Despite complaints about how “weak” demand for Spanish and Italian debt pushed borrowing costs up in this morning’s bond auctions, there are still encouraging signs behind the headlines.

Spain and Italy sold a total of $14 billion in three- and six-month paper today, drawing decent but not spectacular demand from investors who are demanding higher yields than they have since the 2008 credit crunch.

Yields on the notes were up between 28 and 74 basis points, while the ratios of bids to the amount being sold narrowed, compared with a month earlier.

Traders are grousing that the sale reflected how relief over the latest developments in the euro zone is already fading.

It is true that outside of Greece, the future of the rest of the euro zone’s troubled borrowers remains uncertain.

With the European Central Bank raising interest rates, it is only natural that bond yields are rising too. We saw this writing on the wall months ago.

It is certainly interesting that despite how “bad” today’s auctions supposedly were, the cost of insuring Spanish and Italian debt is actually a bit lower today.

Default insurance on Spanish bonds got 11 basis points less expensive after the auctions and now costs 3.24% of the insured principal.

Insurance on Italian bonds eased 17 basis points to 2.66% of principal.

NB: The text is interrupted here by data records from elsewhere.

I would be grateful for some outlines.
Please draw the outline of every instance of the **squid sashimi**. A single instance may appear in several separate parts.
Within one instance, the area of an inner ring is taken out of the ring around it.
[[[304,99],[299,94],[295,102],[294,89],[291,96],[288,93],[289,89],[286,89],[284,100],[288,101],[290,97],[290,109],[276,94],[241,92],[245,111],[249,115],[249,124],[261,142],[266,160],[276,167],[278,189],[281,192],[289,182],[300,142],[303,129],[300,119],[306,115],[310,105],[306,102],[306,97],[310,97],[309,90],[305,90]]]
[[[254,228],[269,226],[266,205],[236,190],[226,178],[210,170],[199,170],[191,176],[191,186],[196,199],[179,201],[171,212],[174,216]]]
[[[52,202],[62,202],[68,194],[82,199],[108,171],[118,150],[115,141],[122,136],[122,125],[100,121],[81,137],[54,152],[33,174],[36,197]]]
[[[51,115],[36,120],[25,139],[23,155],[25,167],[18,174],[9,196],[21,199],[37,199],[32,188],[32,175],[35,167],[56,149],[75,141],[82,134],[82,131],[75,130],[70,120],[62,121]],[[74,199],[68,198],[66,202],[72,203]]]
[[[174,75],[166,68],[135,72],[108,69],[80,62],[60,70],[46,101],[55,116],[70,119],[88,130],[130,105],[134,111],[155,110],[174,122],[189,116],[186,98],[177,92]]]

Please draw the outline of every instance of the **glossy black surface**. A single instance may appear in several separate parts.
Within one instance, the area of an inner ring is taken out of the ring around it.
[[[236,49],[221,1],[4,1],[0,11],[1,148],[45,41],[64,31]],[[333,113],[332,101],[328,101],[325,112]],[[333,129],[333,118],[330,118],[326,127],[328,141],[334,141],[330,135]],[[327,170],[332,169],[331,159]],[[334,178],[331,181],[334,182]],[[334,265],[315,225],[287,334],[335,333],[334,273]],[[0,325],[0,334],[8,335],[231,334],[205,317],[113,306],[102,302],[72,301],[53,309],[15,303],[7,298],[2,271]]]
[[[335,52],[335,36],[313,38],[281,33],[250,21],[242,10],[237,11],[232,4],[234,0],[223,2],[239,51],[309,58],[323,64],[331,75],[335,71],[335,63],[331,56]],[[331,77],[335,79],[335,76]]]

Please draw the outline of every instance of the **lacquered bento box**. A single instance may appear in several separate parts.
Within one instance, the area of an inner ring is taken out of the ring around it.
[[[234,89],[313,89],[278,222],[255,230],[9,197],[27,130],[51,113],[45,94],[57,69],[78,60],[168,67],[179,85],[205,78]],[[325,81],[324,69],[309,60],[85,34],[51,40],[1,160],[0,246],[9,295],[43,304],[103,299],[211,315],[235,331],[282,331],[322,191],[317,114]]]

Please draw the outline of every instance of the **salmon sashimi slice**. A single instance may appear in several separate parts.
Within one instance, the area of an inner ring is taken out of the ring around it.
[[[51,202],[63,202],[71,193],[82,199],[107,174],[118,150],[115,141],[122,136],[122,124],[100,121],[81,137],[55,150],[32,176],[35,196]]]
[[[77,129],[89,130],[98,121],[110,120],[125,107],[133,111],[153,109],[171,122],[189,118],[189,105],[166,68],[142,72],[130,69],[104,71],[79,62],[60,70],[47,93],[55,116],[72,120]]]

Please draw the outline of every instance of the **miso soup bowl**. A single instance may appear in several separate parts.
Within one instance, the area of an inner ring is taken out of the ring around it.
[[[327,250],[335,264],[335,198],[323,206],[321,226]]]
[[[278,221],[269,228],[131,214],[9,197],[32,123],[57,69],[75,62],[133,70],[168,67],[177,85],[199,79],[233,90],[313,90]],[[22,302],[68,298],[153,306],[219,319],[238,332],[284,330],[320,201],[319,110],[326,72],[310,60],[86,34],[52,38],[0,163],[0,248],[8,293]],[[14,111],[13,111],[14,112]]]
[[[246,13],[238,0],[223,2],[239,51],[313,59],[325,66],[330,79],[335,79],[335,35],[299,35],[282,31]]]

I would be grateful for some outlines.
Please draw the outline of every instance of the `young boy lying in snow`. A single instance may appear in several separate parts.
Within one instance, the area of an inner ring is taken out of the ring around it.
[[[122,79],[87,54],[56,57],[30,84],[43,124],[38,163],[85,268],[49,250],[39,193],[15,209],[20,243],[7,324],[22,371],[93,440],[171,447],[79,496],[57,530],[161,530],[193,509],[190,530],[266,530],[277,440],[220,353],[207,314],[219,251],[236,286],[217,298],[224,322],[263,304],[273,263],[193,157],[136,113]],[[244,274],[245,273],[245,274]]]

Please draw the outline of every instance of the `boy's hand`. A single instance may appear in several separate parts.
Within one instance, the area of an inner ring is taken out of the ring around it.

Relief would let battered Italian and Spanish stocks — as embodied by EWI and EWP — recover:

Over in Ireland, the cost of insuring government bonds plunged this morning, but at 8.8% of principal, traders are evidently still suspicious about Dublin’s ability to avoid a Greece-style second bailout and technical default.

In Portugal and Greece itself — where traders have to pay a full 16.6% premium to insure their bonds — the costs are actually rising this morning.

The euro is up a bit, but between the debt crisis in Europe and the slow grind over the U.S. debt ceiling, EUR/USD is a very crowded trade at the moment.